EL CONTRATO MATRIMONIAL

                                                                                                                   Raúl E. Martínez M.

En 1980 psicólogos norteamericanos llevaron a cabo una investigación con matrimonios de al menos 50 años, suponiendo en principio que la felicidad de los esposos había hecho posible mantenerse juntos por tanto tiempo. Contra tal presunción, la mayoría de las parejas entrevistadas afirmaron haber compartido 50 años de insatisfacción más o menos disimulada. Los investigadores concluyeron que para esas parejas lo importante había sido la institución matrimonial, pues manifestaban cierto orgullo por haber sobrevivido a diversas catástrofes soportado juntos todos esos años.
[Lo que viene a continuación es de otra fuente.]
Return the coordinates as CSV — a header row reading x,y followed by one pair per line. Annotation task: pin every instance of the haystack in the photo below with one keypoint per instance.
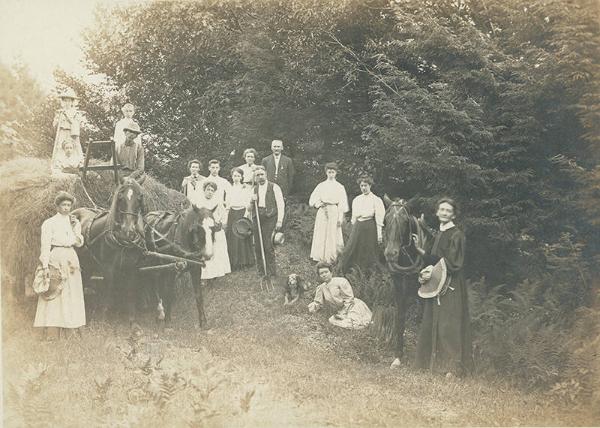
x,y
27,192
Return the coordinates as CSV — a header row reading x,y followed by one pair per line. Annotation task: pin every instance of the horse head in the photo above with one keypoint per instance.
x,y
399,225
127,211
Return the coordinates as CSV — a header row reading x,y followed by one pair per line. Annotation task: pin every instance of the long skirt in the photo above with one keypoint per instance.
x,y
444,343
218,265
328,240
241,252
358,316
361,250
67,310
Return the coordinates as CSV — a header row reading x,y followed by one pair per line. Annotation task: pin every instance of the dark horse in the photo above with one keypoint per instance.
x,y
188,235
114,241
403,261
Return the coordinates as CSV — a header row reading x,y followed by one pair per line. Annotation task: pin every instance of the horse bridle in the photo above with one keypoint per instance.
x,y
404,248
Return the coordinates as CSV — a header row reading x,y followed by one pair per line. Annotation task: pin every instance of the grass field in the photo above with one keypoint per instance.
x,y
259,364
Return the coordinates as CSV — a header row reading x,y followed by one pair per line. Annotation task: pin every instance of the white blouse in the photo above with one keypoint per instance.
x,y
248,173
238,196
330,192
223,186
215,205
368,206
57,231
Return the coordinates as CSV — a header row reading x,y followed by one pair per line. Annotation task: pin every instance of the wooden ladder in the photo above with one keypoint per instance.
x,y
114,166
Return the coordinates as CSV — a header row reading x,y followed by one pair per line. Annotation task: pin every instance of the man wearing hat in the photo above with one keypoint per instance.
x,y
271,207
130,155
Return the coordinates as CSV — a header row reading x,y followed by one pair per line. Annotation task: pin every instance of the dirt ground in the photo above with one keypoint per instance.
x,y
258,365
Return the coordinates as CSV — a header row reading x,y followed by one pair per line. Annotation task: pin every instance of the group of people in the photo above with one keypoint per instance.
x,y
67,154
249,213
257,193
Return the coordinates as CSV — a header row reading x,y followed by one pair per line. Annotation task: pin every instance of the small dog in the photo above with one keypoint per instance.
x,y
294,288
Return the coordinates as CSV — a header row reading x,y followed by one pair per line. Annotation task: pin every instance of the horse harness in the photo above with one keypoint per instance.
x,y
404,247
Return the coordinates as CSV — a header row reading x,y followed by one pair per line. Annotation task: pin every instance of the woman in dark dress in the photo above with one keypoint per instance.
x,y
238,199
444,343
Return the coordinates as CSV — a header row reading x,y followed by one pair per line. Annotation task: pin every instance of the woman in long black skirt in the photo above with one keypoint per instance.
x,y
241,251
368,213
444,343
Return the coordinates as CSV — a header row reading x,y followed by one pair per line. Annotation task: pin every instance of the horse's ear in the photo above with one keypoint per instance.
x,y
386,200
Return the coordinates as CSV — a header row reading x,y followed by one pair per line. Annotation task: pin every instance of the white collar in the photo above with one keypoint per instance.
x,y
447,226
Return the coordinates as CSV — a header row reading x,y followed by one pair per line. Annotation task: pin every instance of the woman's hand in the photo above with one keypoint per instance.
x,y
418,244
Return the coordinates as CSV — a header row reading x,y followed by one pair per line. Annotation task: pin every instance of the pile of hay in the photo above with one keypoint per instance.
x,y
27,192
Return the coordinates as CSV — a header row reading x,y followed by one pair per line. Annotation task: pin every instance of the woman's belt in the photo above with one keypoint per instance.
x,y
60,246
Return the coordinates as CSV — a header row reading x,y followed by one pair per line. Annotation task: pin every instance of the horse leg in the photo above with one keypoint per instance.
x,y
167,294
131,284
197,283
90,308
400,301
108,298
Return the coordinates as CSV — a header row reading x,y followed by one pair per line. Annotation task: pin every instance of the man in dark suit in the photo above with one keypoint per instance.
x,y
271,207
280,168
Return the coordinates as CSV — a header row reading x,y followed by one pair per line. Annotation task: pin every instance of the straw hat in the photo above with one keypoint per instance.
x,y
438,281
133,127
278,238
242,228
49,288
68,93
El mandato cultural de permanencia en el matrimonio es cada vez más objetado, y las personas encuentran muchas razones para decidir una ruptura del vínculo. Las expectativas no realistas, el descompromiso, el hedonismo más simple y el egocentrismo son algunos de los factores que podrían explicar este hecho. Pero, ¿hay algo básico en la institución matrimonial que facilita invocar tantos motivos para abandonarla?
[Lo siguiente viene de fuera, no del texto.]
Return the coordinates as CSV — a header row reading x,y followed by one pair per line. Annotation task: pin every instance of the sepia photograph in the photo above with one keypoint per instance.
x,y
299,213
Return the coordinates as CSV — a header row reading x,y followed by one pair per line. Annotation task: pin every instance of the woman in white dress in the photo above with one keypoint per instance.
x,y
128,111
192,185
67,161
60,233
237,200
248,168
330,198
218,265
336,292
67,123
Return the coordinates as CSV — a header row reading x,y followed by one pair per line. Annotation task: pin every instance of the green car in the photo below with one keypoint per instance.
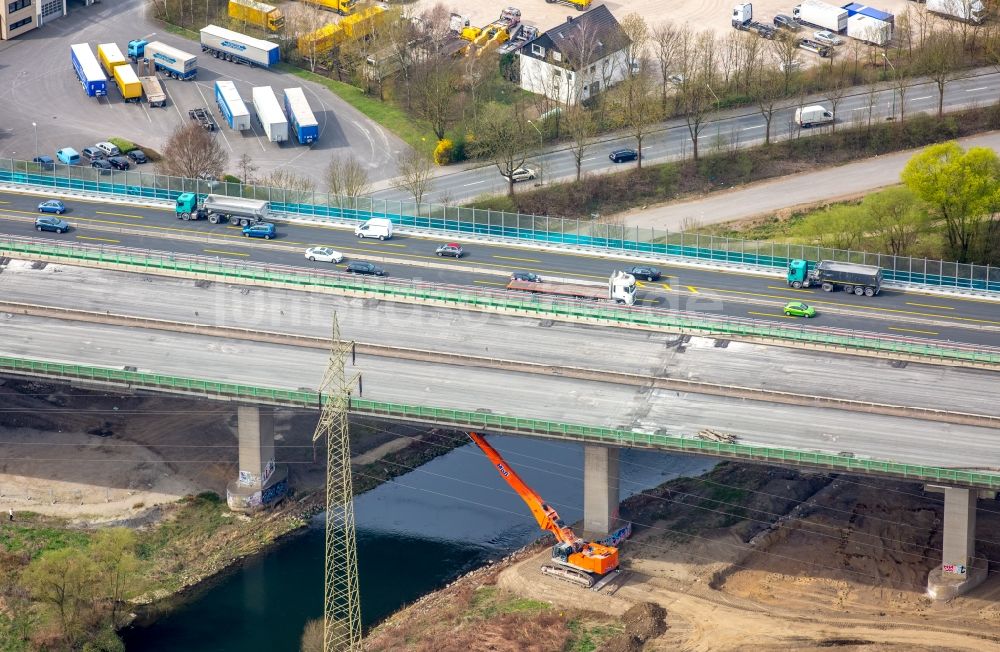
x,y
799,309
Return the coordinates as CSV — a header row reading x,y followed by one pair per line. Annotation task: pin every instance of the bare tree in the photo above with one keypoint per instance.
x,y
786,50
347,178
580,126
635,37
435,81
835,95
766,91
640,110
245,166
938,61
295,188
696,97
194,153
416,171
502,138
664,38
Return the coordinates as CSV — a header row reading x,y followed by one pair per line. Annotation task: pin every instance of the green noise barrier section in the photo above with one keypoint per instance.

Según nuestro Código Civil (similar al de muchos otros países) el matrimonio es "un contrato solemne por el cual un hombre y una mujer se unen actual e indisolublemente, por toda la vida, con el fin de vivir juntos, de procrear y de auxiliarse mutuamente". La procreación (mandato de la especie) y el auxilio en tiempos difíciles son fácilmente comprensibles como objetivos, pero ¿qué conlleva el "vivir juntos"? ¿Acaso coexistir, verse y saludarse, no molestarse mutuamente, trabajar mucho o poco, etc.? La institucionalidad legal no explicita para el caso del matrimonio los comportamientos específicos a que se obligan los contrayentes y esta ausencia de objetivos mínimos y normas elementales, enfrenta a los esposos en vanos intentos de aclarar cómo debe ser un matrimonio ( y en particular, "su" matrimonio), cual es su esencia y cuales son sus aspectos accesorios. Ante este vacío legal y psicológico es comprensible que los contrayentes, enamorados en el mejor de los casos (cuando no existen otros motivos menos estimables), no atiendan a la ambigüedad de los términos del contrato que firman con la mayor buena fe.
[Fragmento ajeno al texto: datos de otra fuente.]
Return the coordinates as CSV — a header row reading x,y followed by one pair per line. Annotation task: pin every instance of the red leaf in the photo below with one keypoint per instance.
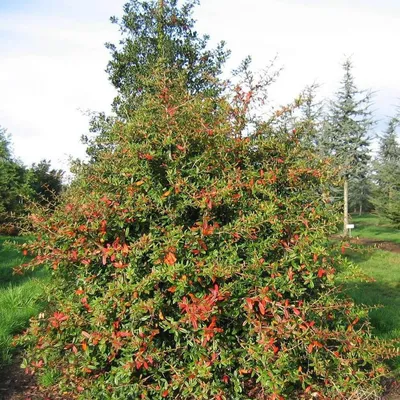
x,y
170,259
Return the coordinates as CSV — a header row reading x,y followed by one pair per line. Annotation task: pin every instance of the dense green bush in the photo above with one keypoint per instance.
x,y
190,262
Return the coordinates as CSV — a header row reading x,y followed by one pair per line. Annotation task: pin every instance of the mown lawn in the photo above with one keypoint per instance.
x,y
371,226
384,268
20,297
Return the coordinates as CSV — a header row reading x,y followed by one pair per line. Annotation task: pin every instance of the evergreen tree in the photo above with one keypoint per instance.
x,y
155,32
345,136
387,167
189,259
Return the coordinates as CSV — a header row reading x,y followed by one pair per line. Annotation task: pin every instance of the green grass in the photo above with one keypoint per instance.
x,y
20,297
384,268
373,227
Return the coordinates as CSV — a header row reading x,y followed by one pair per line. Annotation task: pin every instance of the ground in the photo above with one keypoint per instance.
x,y
381,260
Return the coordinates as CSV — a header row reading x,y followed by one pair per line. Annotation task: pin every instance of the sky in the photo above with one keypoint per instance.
x,y
53,59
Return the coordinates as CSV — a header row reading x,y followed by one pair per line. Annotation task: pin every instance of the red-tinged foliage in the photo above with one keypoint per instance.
x,y
203,271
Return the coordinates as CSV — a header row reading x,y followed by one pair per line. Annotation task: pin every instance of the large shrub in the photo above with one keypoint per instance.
x,y
190,262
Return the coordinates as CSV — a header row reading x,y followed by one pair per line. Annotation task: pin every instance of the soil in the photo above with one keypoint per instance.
x,y
15,384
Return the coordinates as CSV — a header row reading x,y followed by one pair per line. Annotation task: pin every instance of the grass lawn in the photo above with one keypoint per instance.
x,y
371,226
384,268
20,297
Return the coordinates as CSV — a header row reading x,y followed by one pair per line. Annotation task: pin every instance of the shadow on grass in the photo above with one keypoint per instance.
x,y
384,300
10,258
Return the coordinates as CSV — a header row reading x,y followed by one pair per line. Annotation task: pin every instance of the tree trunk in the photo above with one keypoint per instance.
x,y
345,207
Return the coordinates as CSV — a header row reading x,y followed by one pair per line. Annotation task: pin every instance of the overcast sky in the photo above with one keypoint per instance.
x,y
52,58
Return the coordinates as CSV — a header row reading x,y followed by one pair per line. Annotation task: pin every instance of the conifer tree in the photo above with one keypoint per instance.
x,y
346,133
162,32
387,168
190,258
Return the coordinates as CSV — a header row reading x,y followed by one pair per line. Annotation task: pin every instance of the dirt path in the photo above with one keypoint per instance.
x,y
16,385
Sería muy sano dejar ya de sobreidealizar románticamente la institución matrimonial para pasar a considerarla una instancia de relación interpersonal que requiere, para su funcionamiento adecuado y socialmente responsable, de objetivos concretos y específicos preestablecidos y concordados por los esposos, mucho más allá del mero enamoramiento. Hacia ellos podrían converger los esfuerzos de los nuevos "socios", luego de dar su consentimiento informado. Esta es la realidad social y psicológica y a ella debiera atenderse, pues desafortunadamente no siempre el amor es más fuerte.